CudaMemoryPoolManager: Manages memory pools for efficient allocation and reuse of CUDA memory. Reduces allocation overhead and memory fragmentation.

CudaMemoryPrefetcher: Manages memory prefetching for unified memory to optimize data movement. Uses cudaMemPrefetchAsync to proactively move data between host and device.

CudaPinnedMemoryAllocator: Manages pinned (page-locked) host memory for high-bandwidth transfers. Pinned memory provides up to 10x bandwidth improvement (20GB/s vs 2GB/s).

CudaRawMemoryBuffer: Raw untyped CUDA memory buffer for byte-level operations.

MemoryPoolStatistics: Statistics for memory pool usage.

OptimizedCudaMemoryPrefetcher

Advanced CUDA memory prefetcher with intelligent pattern recognition:

Predictive prefetching based on access patterns
Multi-level prefetch strategies (L1, L2, global memory)
Adaptive prefetch distance based on bandwidth utilization
NUMA-aware prefetching for multi-GPU systems
Asynchronous prefetch operations with minimal overhead
Cache pollution avoidance with smart eviction policies Target: 30-50% improvement in memory-bound kernel performance

PinnedMemoryStatistics: Statistics for pinned memory usage.

PoolSizeStatistics: Statistics for a specific pool size.

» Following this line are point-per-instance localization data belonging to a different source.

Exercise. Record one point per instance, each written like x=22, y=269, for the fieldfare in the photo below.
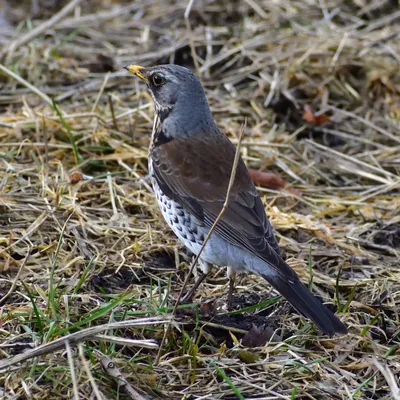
x=190, y=164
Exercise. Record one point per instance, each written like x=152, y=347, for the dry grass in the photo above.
x=83, y=243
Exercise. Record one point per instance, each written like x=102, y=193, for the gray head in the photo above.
x=179, y=99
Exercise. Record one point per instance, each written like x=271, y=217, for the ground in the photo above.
x=84, y=245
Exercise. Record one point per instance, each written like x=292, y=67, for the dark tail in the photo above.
x=307, y=304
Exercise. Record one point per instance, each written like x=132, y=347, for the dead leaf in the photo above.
x=258, y=337
x=313, y=119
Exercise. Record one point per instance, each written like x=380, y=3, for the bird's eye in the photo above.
x=158, y=79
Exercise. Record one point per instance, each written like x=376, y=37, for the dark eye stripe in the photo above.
x=158, y=79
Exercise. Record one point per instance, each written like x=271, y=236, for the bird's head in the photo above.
x=178, y=96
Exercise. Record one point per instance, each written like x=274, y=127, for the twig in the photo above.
x=78, y=337
x=110, y=102
x=39, y=29
x=14, y=284
x=112, y=370
x=27, y=84
x=96, y=390
x=231, y=181
x=72, y=370
x=191, y=41
x=389, y=377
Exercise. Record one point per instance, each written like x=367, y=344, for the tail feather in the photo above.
x=307, y=304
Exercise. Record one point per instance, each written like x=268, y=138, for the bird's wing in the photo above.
x=195, y=172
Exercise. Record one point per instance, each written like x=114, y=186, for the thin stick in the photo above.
x=79, y=336
x=191, y=41
x=40, y=29
x=72, y=370
x=27, y=84
x=231, y=181
x=14, y=284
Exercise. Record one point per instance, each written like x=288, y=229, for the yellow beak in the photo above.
x=139, y=71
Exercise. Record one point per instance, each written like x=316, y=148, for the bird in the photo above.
x=190, y=165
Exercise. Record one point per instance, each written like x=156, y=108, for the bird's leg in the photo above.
x=231, y=275
x=205, y=269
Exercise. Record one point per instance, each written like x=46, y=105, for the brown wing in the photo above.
x=195, y=172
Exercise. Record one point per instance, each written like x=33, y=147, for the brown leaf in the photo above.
x=313, y=119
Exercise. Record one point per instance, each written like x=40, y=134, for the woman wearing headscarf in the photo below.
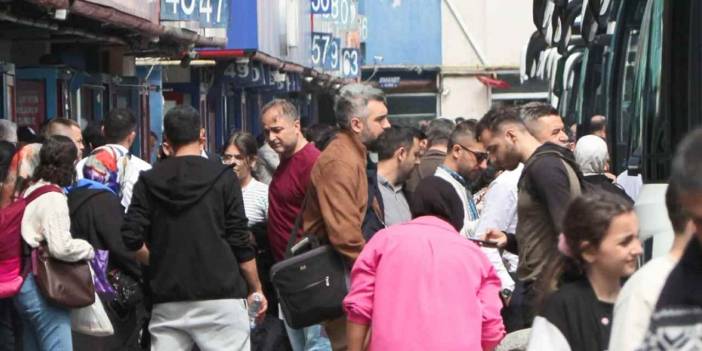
x=592, y=156
x=96, y=216
x=421, y=286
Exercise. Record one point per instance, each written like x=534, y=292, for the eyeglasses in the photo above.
x=229, y=159
x=480, y=156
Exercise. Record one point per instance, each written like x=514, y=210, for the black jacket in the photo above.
x=600, y=182
x=96, y=216
x=190, y=214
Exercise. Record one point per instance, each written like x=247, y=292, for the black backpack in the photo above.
x=311, y=282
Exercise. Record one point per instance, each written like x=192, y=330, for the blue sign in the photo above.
x=350, y=62
x=326, y=51
x=247, y=75
x=209, y=13
x=333, y=57
x=321, y=6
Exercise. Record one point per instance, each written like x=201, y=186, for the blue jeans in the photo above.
x=44, y=327
x=308, y=339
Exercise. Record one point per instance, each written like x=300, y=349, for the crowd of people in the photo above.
x=504, y=233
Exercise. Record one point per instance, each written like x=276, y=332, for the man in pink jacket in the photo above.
x=421, y=286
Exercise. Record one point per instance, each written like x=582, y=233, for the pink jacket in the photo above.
x=421, y=286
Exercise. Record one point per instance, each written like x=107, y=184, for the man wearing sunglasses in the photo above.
x=465, y=159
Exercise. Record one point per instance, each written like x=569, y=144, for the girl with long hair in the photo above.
x=599, y=247
x=46, y=219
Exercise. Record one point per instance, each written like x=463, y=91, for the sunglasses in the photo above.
x=480, y=156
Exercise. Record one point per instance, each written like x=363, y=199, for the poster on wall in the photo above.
x=31, y=103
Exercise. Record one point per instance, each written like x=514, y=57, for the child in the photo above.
x=600, y=246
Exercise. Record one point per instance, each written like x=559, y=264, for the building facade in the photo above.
x=457, y=54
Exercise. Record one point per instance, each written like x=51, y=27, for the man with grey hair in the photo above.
x=68, y=128
x=438, y=133
x=338, y=192
x=544, y=123
x=8, y=131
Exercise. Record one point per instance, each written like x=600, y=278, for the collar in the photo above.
x=693, y=254
x=434, y=153
x=434, y=221
x=119, y=147
x=459, y=178
x=383, y=181
x=352, y=138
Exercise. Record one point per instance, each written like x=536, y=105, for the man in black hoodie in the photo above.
x=187, y=224
x=550, y=180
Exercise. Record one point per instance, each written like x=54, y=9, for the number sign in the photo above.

PrefetchRequest: Request for batch prefetch operation.

PrefetchStatistics: Statistics for prefetch operations.

PrefetcherConfiguration: Configuration for the memory prefetcher.

SimpleCudaUnifiedMemoryBuffer<T>: Simple CUDA unified memory buffer implementation for the memory adapter. This is a lightweight version that doesn't depend on CudaUnifiedMemoryManagerProduction.

Structs

PrefetcherStatistics: Performance statistics for the prefetcher.

Interfaces

IPinnedMemoryBuffer<T>: Interface for pinned memory buffers.

IPinnedMemoryRegistration: Interface for pinned memory registration.

IPooledMemoryBuffer: Interface for pooled memory buffers.

Enums

CacheLevel: An cache level enumeration.

CudaHostAllocFlags: Flags for pinned memory allocation.

CudaHostRegisterFlags: Flags for host memory registration.

MemoryAccessHint: An memory access hint enumeration.

MemoryAccessType: An memory access type enumeration.

PrefetchPriority: An prefetch priority enumeration.

PrefetchStrategy: An prefetch strategy enumeration.

PrefetchTarget: Target location for prefetch operation.